In the Daylight Manual X has a default value of 1 so if you use it without a number X is the equivalent to X1. This is another example where OpenEye deviates from Daylight, but not in a way that is significant for us since we don't really want to use decorators without the number specified.

This issue isn't the best place for this concern, but I'd like to make sure there aren't other deviations and then them documented somewhere for OpenFF so other people don't have to find them the hard way.

bannanc commented 5 years ago

OK, so more oddities related to this. I tried changing my local test SMIRKS to "[Z:1]". "Z" is NOT a valid SMARTS/SMIRKS/SMILES symbol, but RDKit parses it.

In chemper I used "]X[" to test a SMIRKS that fails, and it works with both RDKit and OpenEye.

Next thought process:

  1. maybe RDKit doesn't care what is inside the brackets it just won't match anything? Nope - '[m:1]' isn't parseable, but '[z:1] is parseable?

  2. Are the things that are parsing metals/less common elements? This thought came because I tested the whole lowercase alphabet and "[b:1]" is valid, but that could be an aromatic boron. However, it wouldn't make sense for Z or z.

  3. Can I find anything in the documentation for RDKit's rules? OpenEye seems to follow this list consistently including element symbols (lowercase for aromatic) like in SMILES. RDKit doesn't have an easy to find list, but it does actually use z and Z from their website

    • Heteroatom neighbor queries:
      • the atom query z matches atoms that have the specified number of heteroatom (i.e. not C or H) neighbors. For example, z2 would match the second C in CC(=O)O.
      • the atom query Z matches atoms that have the specified number of aliphatic heteroatom (i.e. not C or H) neighbors.

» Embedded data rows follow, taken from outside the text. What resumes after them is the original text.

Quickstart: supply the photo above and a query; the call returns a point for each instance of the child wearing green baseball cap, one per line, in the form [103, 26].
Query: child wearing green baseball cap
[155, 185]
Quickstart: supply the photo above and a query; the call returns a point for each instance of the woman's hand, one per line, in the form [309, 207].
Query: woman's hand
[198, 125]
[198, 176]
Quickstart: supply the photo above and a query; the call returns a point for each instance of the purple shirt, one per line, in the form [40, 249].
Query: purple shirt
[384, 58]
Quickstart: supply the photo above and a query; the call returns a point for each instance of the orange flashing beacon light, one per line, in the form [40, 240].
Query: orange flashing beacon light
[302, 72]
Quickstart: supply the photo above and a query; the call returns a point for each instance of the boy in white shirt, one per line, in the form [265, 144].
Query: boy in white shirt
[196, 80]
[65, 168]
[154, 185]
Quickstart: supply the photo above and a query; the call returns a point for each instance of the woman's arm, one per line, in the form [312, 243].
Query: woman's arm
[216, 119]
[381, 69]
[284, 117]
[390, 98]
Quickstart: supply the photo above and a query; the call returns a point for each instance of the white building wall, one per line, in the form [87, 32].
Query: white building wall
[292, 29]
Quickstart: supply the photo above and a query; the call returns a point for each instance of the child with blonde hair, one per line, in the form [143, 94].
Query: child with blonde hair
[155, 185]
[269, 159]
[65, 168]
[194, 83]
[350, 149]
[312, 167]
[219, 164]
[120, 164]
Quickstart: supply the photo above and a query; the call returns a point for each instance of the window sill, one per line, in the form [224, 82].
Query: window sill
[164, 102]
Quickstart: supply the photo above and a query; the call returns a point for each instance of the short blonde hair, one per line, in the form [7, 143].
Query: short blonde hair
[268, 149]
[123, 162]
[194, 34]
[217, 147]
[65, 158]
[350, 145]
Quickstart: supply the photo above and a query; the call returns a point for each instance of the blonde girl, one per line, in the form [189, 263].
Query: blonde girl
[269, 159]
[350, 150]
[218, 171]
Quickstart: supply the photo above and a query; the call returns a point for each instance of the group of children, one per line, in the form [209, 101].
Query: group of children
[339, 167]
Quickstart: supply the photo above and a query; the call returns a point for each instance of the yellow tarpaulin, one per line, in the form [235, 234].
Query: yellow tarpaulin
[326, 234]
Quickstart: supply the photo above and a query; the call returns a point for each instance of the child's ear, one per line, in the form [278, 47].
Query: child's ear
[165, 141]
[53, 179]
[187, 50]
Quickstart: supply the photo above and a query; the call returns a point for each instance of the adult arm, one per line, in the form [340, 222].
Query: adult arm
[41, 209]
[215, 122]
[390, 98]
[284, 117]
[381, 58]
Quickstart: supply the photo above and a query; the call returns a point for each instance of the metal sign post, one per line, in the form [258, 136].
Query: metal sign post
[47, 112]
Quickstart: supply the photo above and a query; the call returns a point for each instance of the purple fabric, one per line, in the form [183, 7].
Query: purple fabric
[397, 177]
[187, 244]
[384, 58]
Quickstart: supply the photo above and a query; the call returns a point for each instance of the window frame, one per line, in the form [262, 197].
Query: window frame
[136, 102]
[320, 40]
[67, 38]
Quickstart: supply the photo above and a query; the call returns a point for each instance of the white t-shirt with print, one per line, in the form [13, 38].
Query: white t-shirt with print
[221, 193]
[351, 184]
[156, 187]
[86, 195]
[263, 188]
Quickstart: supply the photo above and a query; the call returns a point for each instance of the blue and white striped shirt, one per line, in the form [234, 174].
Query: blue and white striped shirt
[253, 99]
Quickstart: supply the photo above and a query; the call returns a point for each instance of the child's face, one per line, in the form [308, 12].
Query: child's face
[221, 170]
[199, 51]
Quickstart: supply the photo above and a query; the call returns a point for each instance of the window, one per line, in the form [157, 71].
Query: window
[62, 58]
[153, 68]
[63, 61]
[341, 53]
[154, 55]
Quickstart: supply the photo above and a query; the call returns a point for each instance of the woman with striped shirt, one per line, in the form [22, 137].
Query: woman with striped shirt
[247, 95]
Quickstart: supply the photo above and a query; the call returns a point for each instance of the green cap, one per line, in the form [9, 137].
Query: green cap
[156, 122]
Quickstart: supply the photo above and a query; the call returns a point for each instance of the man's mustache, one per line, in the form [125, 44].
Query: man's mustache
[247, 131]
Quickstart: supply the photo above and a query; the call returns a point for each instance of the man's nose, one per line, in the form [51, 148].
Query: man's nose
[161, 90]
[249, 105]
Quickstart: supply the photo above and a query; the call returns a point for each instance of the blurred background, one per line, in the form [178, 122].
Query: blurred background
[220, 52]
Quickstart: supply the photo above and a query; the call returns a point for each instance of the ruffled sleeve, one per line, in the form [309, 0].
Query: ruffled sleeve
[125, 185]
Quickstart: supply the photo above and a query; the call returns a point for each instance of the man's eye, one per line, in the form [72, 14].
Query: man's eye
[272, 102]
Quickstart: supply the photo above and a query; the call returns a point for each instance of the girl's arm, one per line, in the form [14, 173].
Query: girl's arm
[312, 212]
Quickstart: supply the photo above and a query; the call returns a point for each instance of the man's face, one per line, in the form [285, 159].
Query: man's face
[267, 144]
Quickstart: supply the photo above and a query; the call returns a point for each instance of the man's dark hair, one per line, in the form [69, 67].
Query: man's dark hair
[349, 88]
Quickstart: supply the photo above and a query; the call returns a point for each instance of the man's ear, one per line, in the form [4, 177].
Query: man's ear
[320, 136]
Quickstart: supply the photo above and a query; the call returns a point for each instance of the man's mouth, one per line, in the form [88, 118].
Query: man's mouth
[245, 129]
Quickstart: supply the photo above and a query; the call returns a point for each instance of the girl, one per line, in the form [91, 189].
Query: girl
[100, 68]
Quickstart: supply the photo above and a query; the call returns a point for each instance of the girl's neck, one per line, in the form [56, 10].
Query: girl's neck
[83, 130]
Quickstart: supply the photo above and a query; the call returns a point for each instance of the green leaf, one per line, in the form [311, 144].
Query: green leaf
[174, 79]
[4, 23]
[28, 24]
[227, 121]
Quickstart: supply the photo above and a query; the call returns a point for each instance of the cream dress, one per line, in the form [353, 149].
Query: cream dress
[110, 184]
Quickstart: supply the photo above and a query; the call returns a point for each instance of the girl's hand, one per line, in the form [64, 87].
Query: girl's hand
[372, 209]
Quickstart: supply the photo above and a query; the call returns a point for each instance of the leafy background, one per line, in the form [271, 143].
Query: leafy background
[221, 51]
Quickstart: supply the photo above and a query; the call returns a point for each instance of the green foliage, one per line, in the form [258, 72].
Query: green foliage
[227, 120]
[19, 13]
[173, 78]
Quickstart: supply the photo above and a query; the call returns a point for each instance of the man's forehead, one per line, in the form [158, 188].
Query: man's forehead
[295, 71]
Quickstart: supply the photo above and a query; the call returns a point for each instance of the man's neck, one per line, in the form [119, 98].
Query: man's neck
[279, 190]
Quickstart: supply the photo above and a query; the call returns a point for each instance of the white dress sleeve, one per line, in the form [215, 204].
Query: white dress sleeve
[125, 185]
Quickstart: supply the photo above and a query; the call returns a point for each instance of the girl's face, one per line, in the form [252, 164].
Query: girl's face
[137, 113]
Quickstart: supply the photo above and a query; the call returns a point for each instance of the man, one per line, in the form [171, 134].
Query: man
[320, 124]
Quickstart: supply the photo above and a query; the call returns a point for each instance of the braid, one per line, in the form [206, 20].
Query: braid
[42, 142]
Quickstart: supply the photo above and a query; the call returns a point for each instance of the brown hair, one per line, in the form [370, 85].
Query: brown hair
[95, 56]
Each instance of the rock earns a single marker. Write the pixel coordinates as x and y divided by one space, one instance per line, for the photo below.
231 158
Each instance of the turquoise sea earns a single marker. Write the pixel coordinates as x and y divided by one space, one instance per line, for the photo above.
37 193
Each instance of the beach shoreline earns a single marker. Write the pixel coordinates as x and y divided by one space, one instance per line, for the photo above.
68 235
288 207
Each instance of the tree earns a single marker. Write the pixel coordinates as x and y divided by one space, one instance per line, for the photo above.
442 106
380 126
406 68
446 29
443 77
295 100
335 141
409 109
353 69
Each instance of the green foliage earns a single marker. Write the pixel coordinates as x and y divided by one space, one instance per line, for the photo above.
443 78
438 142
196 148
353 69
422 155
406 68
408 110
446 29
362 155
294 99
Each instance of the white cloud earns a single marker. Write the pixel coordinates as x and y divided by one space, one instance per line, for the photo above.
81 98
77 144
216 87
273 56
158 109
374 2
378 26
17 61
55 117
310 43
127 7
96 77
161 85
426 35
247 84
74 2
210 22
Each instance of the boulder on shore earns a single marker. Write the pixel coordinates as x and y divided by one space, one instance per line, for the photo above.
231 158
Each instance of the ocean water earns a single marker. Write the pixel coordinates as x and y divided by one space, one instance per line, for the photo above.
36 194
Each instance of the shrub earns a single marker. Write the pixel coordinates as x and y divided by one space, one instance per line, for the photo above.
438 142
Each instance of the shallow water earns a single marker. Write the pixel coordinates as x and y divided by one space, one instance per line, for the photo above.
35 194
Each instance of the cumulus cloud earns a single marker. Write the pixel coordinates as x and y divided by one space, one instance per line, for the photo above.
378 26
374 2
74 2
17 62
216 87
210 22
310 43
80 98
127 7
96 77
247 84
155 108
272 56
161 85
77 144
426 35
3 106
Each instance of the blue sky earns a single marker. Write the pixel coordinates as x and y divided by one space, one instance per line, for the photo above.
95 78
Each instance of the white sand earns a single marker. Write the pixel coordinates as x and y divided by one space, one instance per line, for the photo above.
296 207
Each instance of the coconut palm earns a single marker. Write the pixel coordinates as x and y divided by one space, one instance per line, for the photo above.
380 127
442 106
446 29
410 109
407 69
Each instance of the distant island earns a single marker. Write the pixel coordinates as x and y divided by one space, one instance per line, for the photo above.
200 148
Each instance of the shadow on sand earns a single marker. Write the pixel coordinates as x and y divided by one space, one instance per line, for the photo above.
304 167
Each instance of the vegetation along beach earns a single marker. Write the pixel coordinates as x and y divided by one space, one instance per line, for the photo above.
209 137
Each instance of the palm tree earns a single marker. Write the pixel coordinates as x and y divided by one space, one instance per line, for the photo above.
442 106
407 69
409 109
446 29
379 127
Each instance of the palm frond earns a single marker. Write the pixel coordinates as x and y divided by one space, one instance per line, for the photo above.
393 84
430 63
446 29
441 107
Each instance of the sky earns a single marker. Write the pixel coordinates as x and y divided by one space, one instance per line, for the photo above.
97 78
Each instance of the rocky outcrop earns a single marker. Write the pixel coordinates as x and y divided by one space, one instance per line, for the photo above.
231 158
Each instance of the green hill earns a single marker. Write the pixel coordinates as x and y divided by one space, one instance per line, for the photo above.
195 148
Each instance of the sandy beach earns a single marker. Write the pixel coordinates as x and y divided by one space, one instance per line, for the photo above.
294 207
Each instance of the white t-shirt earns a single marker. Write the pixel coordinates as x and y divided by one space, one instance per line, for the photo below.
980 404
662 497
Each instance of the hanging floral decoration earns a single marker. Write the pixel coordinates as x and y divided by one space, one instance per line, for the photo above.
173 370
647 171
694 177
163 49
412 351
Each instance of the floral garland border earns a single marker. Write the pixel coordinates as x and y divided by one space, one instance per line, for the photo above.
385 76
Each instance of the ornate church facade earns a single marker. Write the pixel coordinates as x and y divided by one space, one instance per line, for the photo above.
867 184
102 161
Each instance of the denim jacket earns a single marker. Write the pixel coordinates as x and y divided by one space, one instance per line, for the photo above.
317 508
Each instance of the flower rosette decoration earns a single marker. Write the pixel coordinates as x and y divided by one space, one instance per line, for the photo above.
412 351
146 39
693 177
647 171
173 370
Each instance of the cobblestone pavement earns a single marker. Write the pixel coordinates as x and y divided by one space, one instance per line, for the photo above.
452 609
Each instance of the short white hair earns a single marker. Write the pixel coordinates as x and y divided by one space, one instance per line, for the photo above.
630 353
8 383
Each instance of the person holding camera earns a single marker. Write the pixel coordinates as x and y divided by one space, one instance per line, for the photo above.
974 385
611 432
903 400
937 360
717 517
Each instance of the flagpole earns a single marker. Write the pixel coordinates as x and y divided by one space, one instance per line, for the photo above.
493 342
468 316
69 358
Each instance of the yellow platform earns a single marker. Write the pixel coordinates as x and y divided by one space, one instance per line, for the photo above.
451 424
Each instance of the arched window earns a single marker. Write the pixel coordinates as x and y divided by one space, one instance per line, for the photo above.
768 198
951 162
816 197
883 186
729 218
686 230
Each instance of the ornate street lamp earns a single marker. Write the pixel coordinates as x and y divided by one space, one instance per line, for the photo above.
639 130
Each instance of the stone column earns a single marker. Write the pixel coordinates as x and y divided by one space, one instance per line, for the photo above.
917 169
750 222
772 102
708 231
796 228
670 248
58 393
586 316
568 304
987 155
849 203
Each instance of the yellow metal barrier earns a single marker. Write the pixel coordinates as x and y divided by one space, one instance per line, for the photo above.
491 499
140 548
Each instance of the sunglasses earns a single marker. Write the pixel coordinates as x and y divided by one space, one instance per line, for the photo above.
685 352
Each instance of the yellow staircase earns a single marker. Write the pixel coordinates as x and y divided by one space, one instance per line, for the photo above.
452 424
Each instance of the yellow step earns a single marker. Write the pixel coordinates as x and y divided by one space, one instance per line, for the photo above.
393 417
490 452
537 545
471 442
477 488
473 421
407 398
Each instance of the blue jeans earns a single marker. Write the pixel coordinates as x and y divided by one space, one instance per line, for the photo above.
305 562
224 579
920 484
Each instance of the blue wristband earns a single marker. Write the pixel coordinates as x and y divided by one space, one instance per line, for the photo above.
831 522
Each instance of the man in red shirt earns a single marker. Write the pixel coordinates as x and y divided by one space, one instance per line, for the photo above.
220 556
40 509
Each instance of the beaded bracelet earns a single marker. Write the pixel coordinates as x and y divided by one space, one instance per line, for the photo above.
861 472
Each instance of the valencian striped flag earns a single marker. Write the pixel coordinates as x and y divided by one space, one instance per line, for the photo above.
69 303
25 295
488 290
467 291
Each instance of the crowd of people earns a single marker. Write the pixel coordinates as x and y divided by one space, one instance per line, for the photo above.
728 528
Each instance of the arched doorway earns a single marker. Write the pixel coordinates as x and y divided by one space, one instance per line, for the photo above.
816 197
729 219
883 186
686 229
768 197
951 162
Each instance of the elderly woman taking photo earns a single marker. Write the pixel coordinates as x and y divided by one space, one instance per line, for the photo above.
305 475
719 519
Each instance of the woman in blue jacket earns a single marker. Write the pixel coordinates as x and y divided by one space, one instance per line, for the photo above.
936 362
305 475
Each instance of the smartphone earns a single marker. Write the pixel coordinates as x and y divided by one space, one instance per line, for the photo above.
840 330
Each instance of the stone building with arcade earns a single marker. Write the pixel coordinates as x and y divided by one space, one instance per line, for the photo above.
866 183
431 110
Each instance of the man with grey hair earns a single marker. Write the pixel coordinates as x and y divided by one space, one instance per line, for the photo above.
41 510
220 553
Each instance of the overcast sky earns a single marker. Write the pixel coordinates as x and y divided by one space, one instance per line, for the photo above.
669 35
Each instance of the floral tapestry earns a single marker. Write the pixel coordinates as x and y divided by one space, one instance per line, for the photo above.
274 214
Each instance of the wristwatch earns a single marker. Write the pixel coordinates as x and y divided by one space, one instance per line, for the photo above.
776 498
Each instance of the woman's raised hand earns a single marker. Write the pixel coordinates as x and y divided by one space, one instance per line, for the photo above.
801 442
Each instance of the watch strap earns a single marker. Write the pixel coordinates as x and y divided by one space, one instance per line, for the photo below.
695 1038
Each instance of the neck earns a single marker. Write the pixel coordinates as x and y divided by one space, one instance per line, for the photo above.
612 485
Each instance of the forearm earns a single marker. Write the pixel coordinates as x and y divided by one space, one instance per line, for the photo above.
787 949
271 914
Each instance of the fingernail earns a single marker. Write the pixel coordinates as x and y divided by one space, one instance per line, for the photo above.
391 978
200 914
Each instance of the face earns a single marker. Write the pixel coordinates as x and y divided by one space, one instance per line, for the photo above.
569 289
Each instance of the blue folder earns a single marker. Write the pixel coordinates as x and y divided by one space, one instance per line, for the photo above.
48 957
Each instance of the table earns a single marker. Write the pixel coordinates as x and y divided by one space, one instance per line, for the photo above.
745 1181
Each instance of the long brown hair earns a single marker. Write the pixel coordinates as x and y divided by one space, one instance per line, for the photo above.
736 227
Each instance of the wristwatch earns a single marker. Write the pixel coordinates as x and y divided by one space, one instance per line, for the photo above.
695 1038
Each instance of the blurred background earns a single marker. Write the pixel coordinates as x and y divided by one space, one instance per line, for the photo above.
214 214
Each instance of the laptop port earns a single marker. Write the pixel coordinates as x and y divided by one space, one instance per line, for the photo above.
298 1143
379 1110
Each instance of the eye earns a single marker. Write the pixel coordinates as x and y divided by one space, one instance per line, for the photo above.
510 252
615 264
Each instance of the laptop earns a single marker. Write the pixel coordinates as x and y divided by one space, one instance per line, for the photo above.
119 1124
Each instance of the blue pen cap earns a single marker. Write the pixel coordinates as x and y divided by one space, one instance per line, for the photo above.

Z is not in the Daylight documentation.

bannanc commented 5 years ago

I have left this open because of a conversation with Pat Walters at the OpenFF meeting where he implied there were issues other than our known R vs x in RDKit and OpenEye's SMARTS implementations. I think we've shown that all of the decorators chemper is using are consistent in both toolkits between here and the openforcefield toolkits, but it will always be good practice to make sure of these are consistent when possible.